L'ABBÉ DUBOIS

TOME PREMIER

 

CHAPITRE DOUZIÈME.

 

 

Mariage de duc de Berry et de la princesse Élisabeth d'Orléans. — Dubois se propose de passer dans la maison de la princesse. — État des affaires en Espagne. — Mouvement en faveur du duc d'Orléans. — Dubois se rend à son abbaye d'Airvaux. — Accusation calomnieuse contre l'abbé. — Mort du duc de Bourgogne. — Soupçons répandus contre le duc d'Orléans.

 

Le Palais-Royal se repeupla de ces mêmes libertins que Dubois avait sollicité le duc d'Orléans d'éconduire. Les uns tenaient à la personne de Son Altesse Royale par leurs charges ; les autres étaient des seigneurs décriés pour leurs mœurs, mal venus à la Cour, mettant une sorte d'arrogance dans leurs vices, à cause de l'honneur qu'ils avaient d'être les commensaux du prince. Parmi les premiers et à leur tête, le marquis de la Fare, capitaine des gardes de Son Altesse Royale, bel esprit, philosophe léger, ami du plaisir, très-aimé du prince, donnait le ton à cette société. L'émulation qui régnait parmi ces gentilshommes corrompus produisit une hideuse licence, dont le souvenir n'a pu être effacé, même par la dépravation des mœurs du règne suivant.

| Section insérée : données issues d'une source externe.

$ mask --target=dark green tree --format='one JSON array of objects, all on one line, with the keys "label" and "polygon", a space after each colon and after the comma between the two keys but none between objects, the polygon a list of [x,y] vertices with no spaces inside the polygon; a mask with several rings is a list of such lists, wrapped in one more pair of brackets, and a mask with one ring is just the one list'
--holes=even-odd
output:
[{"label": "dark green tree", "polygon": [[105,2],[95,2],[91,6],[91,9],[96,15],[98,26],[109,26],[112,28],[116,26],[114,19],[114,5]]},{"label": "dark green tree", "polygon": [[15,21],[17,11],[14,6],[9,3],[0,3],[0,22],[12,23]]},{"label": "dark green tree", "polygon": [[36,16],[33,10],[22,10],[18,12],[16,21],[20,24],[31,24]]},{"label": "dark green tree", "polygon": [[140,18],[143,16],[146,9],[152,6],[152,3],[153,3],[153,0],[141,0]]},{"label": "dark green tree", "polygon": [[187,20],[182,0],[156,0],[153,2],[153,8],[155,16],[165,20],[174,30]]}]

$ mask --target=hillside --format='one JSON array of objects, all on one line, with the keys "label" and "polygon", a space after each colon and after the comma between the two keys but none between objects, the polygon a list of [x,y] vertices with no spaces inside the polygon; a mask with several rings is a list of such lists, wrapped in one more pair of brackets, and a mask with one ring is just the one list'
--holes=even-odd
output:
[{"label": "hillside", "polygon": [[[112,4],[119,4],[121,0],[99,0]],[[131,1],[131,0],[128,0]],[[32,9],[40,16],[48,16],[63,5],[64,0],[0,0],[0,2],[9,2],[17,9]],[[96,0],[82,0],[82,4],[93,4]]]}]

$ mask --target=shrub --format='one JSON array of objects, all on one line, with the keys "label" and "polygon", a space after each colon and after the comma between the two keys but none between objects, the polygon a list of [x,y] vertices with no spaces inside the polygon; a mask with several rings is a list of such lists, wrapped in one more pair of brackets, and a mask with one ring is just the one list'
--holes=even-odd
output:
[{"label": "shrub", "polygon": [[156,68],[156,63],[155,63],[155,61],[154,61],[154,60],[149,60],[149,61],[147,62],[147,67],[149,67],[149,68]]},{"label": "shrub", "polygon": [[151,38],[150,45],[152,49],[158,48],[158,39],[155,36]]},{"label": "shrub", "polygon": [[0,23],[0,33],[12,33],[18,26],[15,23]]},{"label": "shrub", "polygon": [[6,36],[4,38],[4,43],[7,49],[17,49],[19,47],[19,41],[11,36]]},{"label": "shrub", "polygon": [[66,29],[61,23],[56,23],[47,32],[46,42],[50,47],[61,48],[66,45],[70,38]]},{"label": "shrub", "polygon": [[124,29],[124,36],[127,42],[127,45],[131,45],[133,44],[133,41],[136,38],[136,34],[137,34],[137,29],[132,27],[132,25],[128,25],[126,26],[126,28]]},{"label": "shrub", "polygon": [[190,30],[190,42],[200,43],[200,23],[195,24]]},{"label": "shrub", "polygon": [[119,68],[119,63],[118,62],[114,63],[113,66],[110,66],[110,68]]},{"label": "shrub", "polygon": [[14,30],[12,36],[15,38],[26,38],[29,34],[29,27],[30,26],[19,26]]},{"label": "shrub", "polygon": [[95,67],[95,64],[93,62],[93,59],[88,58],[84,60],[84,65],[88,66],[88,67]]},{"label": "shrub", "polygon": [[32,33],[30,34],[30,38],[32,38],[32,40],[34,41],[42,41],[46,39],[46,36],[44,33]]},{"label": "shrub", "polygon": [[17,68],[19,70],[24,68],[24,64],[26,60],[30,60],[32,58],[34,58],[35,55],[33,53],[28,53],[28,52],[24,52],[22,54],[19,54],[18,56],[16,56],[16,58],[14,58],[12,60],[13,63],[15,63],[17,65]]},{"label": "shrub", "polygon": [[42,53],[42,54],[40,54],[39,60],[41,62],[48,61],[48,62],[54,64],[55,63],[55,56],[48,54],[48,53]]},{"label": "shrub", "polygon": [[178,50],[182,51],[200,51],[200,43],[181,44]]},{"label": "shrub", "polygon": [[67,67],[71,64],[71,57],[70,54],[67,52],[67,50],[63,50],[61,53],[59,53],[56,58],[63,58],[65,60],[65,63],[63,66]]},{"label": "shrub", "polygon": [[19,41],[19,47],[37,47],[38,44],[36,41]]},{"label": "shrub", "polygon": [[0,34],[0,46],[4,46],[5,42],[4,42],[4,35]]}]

Dubois avait autant d'ennemis dans ce cercle qu'il y avait de membres. C'étaient en grande partie les mêmes hommes ayant toujours jalousé sa faveur, et qui, durant les dernières campagnes d'Espagne, avaient tenté par leurs tracasseries de le forcer à la retraite. Les autres supportaient mal que la bonté du prince eût élevé l'ancien précepteur sur un si grand pied dans sa maison, et faisaient expier à l'abbé, par leurs dédains, l'élévation du mérite au rang de la naissance.

La présence de ces libertins avait fait fuir du Palais-Royal tous ceux qui se respectaient. Madame la Palatine, Madame la duchesse d'Orléans et sa jeune famille, habitaient Versailles, et venaient fort rarement à Paris. Cet éloignement des princesses, dont Dubois avait éprouvé constamment la bienveillance et l'amitié, le rendit plus sensible encore à ses dégoûts, et lui faisait désirer plus vivement de se retirer.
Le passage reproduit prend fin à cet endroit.